Illegal abortion is the fourth leading cause of maternal death in Brazil, and although policies have been eased in recent years (abortions are allowed in cases of rape, when the mother's life is in danger, and when the fetus has no possibility of survival).

Thousands of women continue to die from secret abortions. According to the International Planned Parenthood Federation, approximately 5,000 women die and 800,000 are hospitalized every year from abortions in Brazil and the surrounding region. According to Brazil's Ministry of Health figures, 1 in 7 Brazilian young women, between the ages of 15 and 19, are a mothers.

Just last week, a 9-year-old girl was 15 weeks pregnant with twins and underwent an abortion, causing a fierce debate on the role of religion in the country's policies. Since the mother of the young girl authorized her abortion, the woman has been excommunicated from the Catholic Church and the doctors who performed the abortion were each excommunicated as well.

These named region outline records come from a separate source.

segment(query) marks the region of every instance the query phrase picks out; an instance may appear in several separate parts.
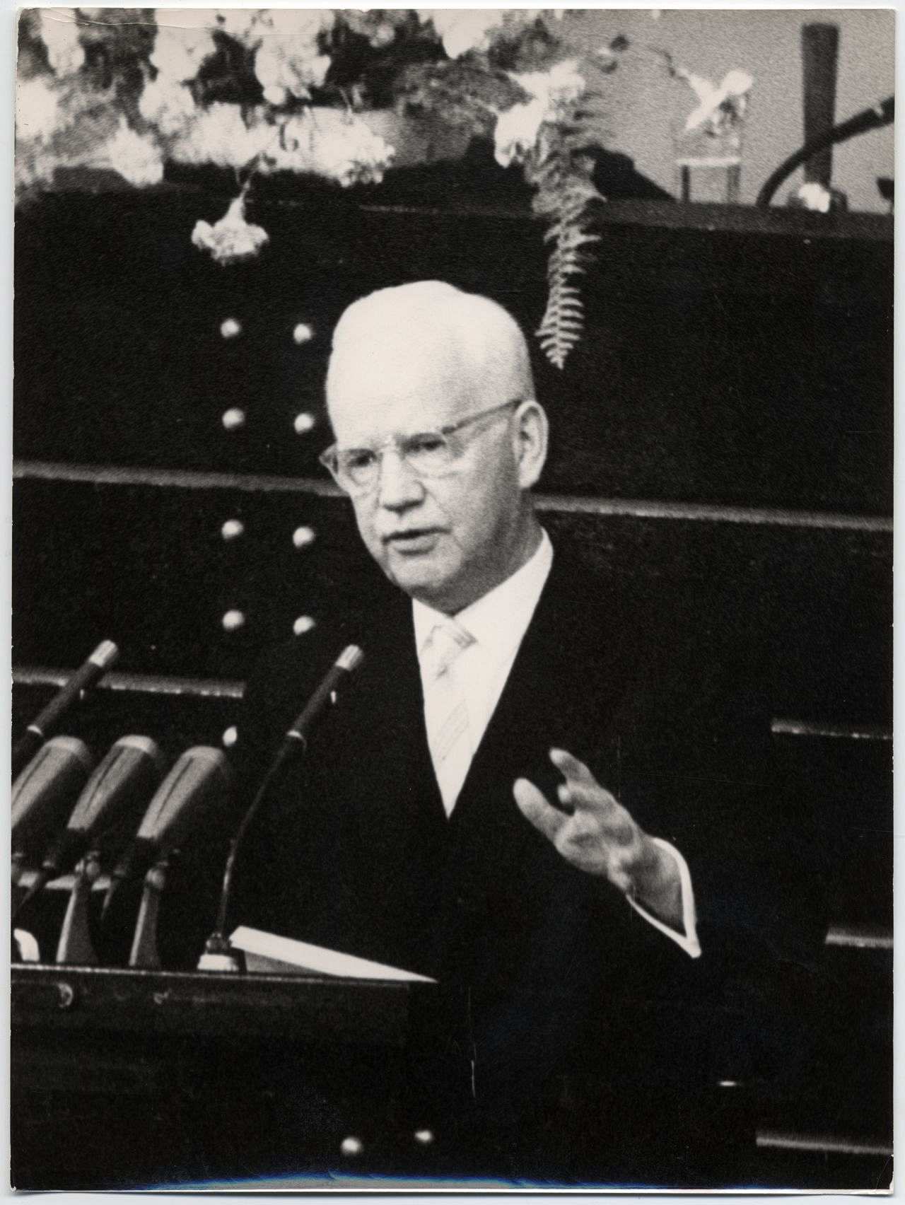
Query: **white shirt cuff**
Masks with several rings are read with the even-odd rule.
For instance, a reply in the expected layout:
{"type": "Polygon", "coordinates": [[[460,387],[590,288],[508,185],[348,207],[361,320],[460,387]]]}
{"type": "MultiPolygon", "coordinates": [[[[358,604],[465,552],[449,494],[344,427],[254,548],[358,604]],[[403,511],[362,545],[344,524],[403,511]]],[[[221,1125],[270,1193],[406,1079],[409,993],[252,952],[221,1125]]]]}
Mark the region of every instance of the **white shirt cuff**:
{"type": "Polygon", "coordinates": [[[668,937],[671,937],[677,946],[681,946],[684,952],[692,958],[700,958],[701,948],[698,941],[698,917],[694,911],[694,889],[692,887],[692,875],[688,870],[688,863],[684,860],[682,854],[676,850],[674,845],[669,841],[664,841],[663,837],[654,836],[652,840],[660,847],[660,850],[666,850],[672,858],[676,860],[678,866],[678,880],[682,886],[682,933],[672,929],[670,925],[664,924],[656,916],[647,911],[636,899],[628,895],[627,899],[629,904],[636,912],[640,912],[645,921],[659,929],[660,933],[665,933],[668,937]]]}

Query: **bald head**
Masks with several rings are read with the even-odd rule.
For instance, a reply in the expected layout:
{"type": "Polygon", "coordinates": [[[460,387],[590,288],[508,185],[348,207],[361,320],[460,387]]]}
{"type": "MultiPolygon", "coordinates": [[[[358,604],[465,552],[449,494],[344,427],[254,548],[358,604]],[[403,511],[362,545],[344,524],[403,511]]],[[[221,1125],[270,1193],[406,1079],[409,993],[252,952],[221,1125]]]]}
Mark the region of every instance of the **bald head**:
{"type": "Polygon", "coordinates": [[[547,419],[501,306],[440,281],[355,301],[334,333],[327,404],[342,464],[374,470],[336,478],[406,594],[454,615],[537,547],[547,419]]]}
{"type": "Polygon", "coordinates": [[[524,335],[503,306],[442,281],[378,289],[351,305],[333,336],[327,402],[376,401],[443,390],[449,419],[516,398],[534,398],[524,335]],[[464,408],[463,408],[464,406],[464,408]]]}

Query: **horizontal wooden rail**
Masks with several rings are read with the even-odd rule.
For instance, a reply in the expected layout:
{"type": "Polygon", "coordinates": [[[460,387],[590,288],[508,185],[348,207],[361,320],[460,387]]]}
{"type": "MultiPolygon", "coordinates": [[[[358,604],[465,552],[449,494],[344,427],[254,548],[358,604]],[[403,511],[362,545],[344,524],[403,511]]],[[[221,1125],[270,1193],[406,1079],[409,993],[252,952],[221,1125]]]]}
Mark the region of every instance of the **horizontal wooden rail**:
{"type": "MultiPolygon", "coordinates": [[[[72,670],[41,665],[13,668],[13,686],[55,686],[67,681],[72,670]]],[[[241,699],[245,682],[230,678],[165,677],[159,674],[119,674],[112,670],[98,682],[100,690],[134,690],[136,694],[188,695],[193,699],[241,699]]]]}
{"type": "Polygon", "coordinates": [[[888,1156],[893,1145],[882,1140],[847,1138],[836,1134],[797,1134],[789,1130],[762,1129],[757,1145],[775,1151],[812,1151],[815,1154],[888,1156]]]}
{"type": "MultiPolygon", "coordinates": [[[[59,464],[49,460],[13,463],[18,481],[66,481],[101,486],[157,486],[180,489],[239,489],[245,493],[313,494],[342,498],[330,481],[318,477],[281,477],[266,474],[199,472],[182,469],[137,469],[124,465],[59,464]]],[[[827,531],[893,530],[883,515],[840,515],[833,511],[795,511],[718,502],[669,502],[623,498],[572,498],[539,494],[537,510],[558,515],[625,516],[698,523],[737,523],[752,527],[817,528],[827,531]]]]}
{"type": "Polygon", "coordinates": [[[809,719],[771,719],[774,736],[834,736],[848,741],[891,741],[892,729],[880,724],[824,724],[809,719]]]}

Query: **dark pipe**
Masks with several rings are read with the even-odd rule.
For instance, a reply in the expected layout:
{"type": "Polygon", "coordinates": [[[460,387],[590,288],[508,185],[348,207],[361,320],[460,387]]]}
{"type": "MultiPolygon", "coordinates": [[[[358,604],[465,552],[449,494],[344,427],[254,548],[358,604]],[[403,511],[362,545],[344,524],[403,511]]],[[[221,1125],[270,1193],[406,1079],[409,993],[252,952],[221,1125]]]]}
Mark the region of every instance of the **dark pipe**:
{"type": "Polygon", "coordinates": [[[846,122],[840,122],[839,125],[834,125],[831,130],[822,134],[817,139],[811,139],[809,142],[794,154],[791,154],[788,159],[780,164],[776,171],[772,172],[764,182],[760,192],[757,194],[757,200],[754,205],[759,205],[765,208],[774,198],[774,193],[788,180],[795,167],[800,167],[806,159],[810,159],[812,154],[818,151],[823,151],[824,147],[836,146],[839,142],[847,142],[848,139],[853,139],[858,134],[866,134],[868,130],[878,130],[883,125],[889,125],[889,123],[895,117],[895,96],[887,96],[886,100],[880,101],[880,104],[874,105],[870,108],[865,108],[860,113],[856,113],[854,117],[850,117],[846,122]]]}

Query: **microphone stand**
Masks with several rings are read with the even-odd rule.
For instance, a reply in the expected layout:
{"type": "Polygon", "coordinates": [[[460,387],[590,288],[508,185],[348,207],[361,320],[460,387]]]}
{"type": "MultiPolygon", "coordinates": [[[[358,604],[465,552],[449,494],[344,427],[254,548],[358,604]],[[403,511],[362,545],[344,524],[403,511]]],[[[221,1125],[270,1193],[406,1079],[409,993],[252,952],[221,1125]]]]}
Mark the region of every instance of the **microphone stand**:
{"type": "MultiPolygon", "coordinates": [[[[174,851],[175,852],[175,851],[174,851]]],[[[164,853],[145,875],[145,886],[139,905],[139,919],[135,924],[133,948],[129,954],[130,966],[148,970],[160,969],[160,954],[157,946],[157,917],[160,911],[160,897],[166,887],[166,871],[170,869],[170,854],[164,853]]],[[[205,968],[201,968],[204,970],[205,968]]],[[[221,970],[223,968],[215,968],[221,970]]]]}
{"type": "Polygon", "coordinates": [[[242,951],[233,950],[229,944],[229,937],[227,936],[229,899],[233,892],[233,877],[242,839],[260,811],[276,776],[283,769],[287,760],[290,757],[294,757],[299,750],[301,750],[302,753],[307,750],[311,730],[321,718],[327,704],[336,701],[336,690],[339,689],[342,680],[352,674],[353,670],[358,669],[363,660],[364,653],[358,645],[347,645],[346,648],[342,649],[340,656],[330,666],[327,676],[305,704],[305,709],[295,723],[286,734],[286,739],[280,746],[277,756],[274,758],[268,772],[264,775],[264,781],[258,787],[251,807],[242,817],[242,823],[239,825],[236,835],[233,837],[233,842],[229,847],[229,857],[227,858],[227,866],[223,871],[223,889],[221,890],[221,901],[219,907],[217,909],[217,924],[213,933],[205,942],[204,953],[198,962],[198,969],[200,971],[234,972],[245,970],[245,954],[242,951]]]}
{"type": "MultiPolygon", "coordinates": [[[[242,817],[242,823],[239,825],[236,835],[230,842],[229,857],[227,858],[227,866],[223,871],[223,888],[221,890],[221,900],[217,909],[217,922],[213,933],[205,942],[204,953],[198,962],[198,969],[200,971],[245,970],[245,953],[241,950],[233,950],[229,944],[229,937],[227,936],[227,915],[229,912],[230,895],[233,894],[233,877],[235,875],[236,859],[239,857],[239,848],[242,844],[245,834],[252,827],[255,816],[260,811],[261,805],[268,797],[271,783],[282,770],[292,752],[294,752],[293,746],[287,741],[274,758],[268,772],[264,775],[264,781],[258,787],[254,799],[252,800],[252,805],[242,817]]],[[[142,898],[142,904],[143,903],[145,900],[142,898]]]]}
{"type": "Polygon", "coordinates": [[[72,876],[72,890],[69,894],[66,915],[63,918],[60,940],[57,946],[55,962],[58,965],[96,966],[100,962],[88,928],[92,889],[99,877],[99,854],[98,851],[92,851],[82,858],[72,876]]]}

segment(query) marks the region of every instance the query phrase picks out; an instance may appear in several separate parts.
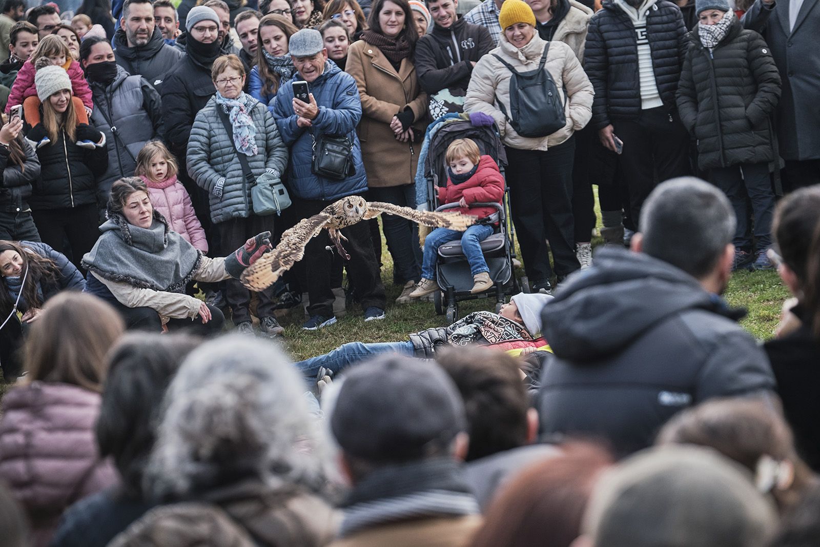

Defending the church's stance, Archbishop Jose Cardoso Sobrinho stated, God's law "is above any human law."

So, even though it was legal for the young girl to have an abortion because she was raped (allegedly by her stepfather), the church insisted on a tough line and penalized those who actually saved her life. Regardless of the circumstances, the Vatican considers excommunication a given for anyone who has undergone, or performed, an abortion.

I doubt the 80-pound girl would have survived a twin pregnancy to term. (Church advocates said that she should have carried the babies to term and had a C-section since her hips were too small to support a natural birth safely.) So why is it that the church considers her life worthless compared to the "two innocent persons," (as the twins were referred to by a local Cardinal), that she carried? Is she not innocent as well? It's as if the absolute horror of the physical pain and mental anguish inflicted upon her by her rapist means absolutely nothing as far as the Catholic Church is concerned.

And why has the stepfather not been excommunicated? Apparently, he has confessed to the crime. And, apparently, the Vatican considers the crime allegedly committed by the stepfather to be far less heinous than the "crime" committed by the young girl's mother in obtaining an abortion to save her daughter's life.